ヘリングは身長178cmの長身サウスポー、試合ぶりはおもしろいものではありませんが、本国では人気者。元海兵隊員というところが起因しているようですが、かなりのやりづらさを持っている事は間違いありません。
対してフランプトンは、ヘリング以上の人気者。
2014年に長谷川穂積を破ったキコ・マルティネスに判定勝利を得てIBF世界スーパーバンタム級王座を初戴冠、その後2016年にはスコット・クイッグとの同国人ライバル対決を制してWBAスーパー王座を吸収し、統一王者に。
そしてフェザー級に進出し、レオ・サンタ・クルスからWBA王座を奪いますが、再戦でリベンジされますが、その後もWBO暫定王座決定戦をノニト・ドネアと争い判定勝利、IBF世界王座を持つジョシュ・ウォーリントンに挑み判定負けと強豪相手に次々とマッチメイクをこなしています。
ここまでの戦歴で、負けはサンタ・クルス第二戦と、ウォーリントン戦のみ。
実績では確実にヘリングを上回っています。
しかし、身長178cmのサウスポー、ヘリングに対して、身長165cmのオーソドックス、フランプトン。
サイズがかなり違います。
フランプトンは様々な闘い方ができるボクサーではあるものの、このヘリング相手にできる戦法はたった一つ、鋭い踏み込みから連打を放っていくというスタイルのみです。
しかも、ヘリングはガードをすると上半身がすっぽり隠れてしまうので、近づいたら外側からボディを叩き、なんとかそのガードを開かさなければいけません。

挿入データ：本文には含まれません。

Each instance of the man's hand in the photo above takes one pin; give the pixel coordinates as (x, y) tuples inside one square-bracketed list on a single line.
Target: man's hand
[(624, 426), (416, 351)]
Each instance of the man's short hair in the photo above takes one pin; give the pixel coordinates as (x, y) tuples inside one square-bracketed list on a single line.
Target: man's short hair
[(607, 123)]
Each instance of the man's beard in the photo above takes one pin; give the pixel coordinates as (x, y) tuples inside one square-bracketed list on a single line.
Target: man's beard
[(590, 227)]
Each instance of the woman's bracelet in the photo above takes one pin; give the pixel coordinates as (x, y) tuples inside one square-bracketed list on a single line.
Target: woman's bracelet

フランプトンの鋭い踏み込みを持ってすれば、サイズに勝るヘリングの懐に入る事も可能でしょう。ただし、闘い方が限られてくる分、ヘリングとしては対策が立てやすいのも事実。
私には、ヘリングは凡庸な王者に見えます。
大きいのは、サイズの差。
ボクシング自体は、フランプトンの方が優れているでしょう。
個人的には、そのサイズの差を覆し、カール・フランプトンの3階級制覇を期待しています。
がんばれ、ジャッカル。
そして、セミファイナルでは元4階級制覇王者、ドニー・ニエテス(フィリピン)の復帰戦。前戦、井岡一翔(Ambition)に勝利して4階級制覇王者となったニエテスでしたが、その後謎の王座返上。
その王座返上に伴い、井岡はアストン・パリクテ(フィリピン)との決定戦を制し、4階級制覇王者となれたがために前戦のような田中恒成戦という素晴らしい試合が生まれました。
その後、ニエテスはほぼ引退状態でしたが、このほど復帰。
48戦42勝(23KO)1敗5分という戦績のニエテスの相手は、パブロ・カリージョ(コロンビア)。
このカリージョは、井岡一翔とも対戦経験がありますが、現在は井岡弘樹ジムに所属するボクサーです。
ここは問題なくニエテスが勝たなければいけないところ、ニエテスのサビつきがどの程度か、が気になるところです。
ということで、週末はともに土曜日に注目試合。ヘリングvsフランプトンを書いていて思ったのは、ほぼ9割がた、アフマダリエフvs岩佐に注力しているということです。
我々日本人にとって、ヘリングvsフランプトンに目がいかないのも、仕方ないことかもしれません。ともあれ4/3、ボクシングファンたちが歓喜の声を挙げるのを楽しみに待ちたいと思います。